Be aware of the price range and play all you can find in it. Last time I went bow shopping I found a bow for virtuose stuff (lively and light feeling) that was about a third of my budget that I prefered over all other bows. And I did play a lot.

No bow is like another, it also has to match your violin and your playing style. So the best one on violin a does not have to be the best one on violin b, same in handling between different players.

August 9, 2017, 10:30 AM · The price you're paying at the Luthier includes more than just the violin. It includes the setup that he might have done (putting strings on, adjusting soundpost, putting bridge on and possible shaping bridge more.

It also includes the luxury of trying the violin first, which is probably the most important aspect of the "Extra" you're paying there.

Also, like Marc said, you should find a violin that plays great for you, rather than getting stuck on a particular brand.

August 9, 2017, 1:21 PM · Although this is a bow not a violin, but basic concept stays the same.
Edited: August 9, 2017, 4:13 PM · No bow of the same model created equal, hence trial is a must. A reputable luthier will often negotiate the best bow in a lot from his/her supplier, and that is certainly worth a few more dollars but you may also be able to negotiate the price down a bit if you can show a significant saving online.
Edited: August 9, 2017, 7:27 PM · ... and there are quite a few bow makers in Montreal where you can buy a 1st class bow with for bit more money.
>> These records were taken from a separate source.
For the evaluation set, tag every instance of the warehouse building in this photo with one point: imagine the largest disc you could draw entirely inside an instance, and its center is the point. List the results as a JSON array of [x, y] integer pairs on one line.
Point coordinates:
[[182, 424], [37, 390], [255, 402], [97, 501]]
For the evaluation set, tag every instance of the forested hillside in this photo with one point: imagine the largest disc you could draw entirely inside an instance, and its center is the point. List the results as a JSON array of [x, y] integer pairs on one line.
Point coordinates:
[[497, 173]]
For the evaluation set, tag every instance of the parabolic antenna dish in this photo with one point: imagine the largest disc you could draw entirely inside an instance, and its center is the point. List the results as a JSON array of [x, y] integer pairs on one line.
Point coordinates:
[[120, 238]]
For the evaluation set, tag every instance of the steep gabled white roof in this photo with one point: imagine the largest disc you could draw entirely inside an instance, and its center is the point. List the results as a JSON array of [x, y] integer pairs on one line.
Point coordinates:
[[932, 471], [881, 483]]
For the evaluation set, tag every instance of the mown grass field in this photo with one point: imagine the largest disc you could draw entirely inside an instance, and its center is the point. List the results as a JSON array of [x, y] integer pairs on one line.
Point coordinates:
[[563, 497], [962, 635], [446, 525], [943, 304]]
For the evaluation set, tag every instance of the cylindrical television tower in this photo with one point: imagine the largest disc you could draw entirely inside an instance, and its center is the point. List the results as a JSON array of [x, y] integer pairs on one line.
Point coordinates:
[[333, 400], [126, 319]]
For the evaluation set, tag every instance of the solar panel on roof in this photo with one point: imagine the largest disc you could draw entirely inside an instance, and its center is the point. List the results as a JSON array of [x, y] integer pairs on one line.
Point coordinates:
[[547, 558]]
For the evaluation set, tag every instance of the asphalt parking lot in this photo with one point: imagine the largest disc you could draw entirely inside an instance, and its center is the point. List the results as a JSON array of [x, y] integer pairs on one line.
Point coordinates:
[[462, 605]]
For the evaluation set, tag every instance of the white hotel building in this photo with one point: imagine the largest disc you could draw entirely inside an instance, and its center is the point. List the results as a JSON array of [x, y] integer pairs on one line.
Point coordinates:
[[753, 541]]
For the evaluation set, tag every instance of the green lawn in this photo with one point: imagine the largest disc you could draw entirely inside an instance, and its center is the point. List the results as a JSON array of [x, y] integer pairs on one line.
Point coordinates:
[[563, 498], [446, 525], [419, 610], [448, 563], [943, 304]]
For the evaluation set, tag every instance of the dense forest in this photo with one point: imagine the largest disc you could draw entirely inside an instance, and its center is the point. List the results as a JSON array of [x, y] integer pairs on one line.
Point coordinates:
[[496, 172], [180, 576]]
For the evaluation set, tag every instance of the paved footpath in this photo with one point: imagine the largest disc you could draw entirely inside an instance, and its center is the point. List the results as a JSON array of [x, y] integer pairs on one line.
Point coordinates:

If you are on a budget, this may be a moot point, but if not, and they are willing to accept instalments, I would not waste my money on a stick labeled like an iPod.
August 9, 2017, 10:08 PM · I would not count out the Dörfler per se, the label is just a label.
Edited: August 9, 2017, 11:02 PM · Doerfler actually makes some pretty good bows, and unlike their Chinese competitors, they are real pernambuco on the higher models. real Brazilwood on the cheaper ones.
August 9, 2017, 11:31 PM · My first pernambuco bow as a student was a Dörfler of the higher range (it was priced comparable to the one the op asked for).
I prefer my 100€ China bow that I bought out of curiosity.
Both are absolutly no match to my other bows, altough the wood on the Dörfler might be even better than on some others.
For bows general rules simply dont apply.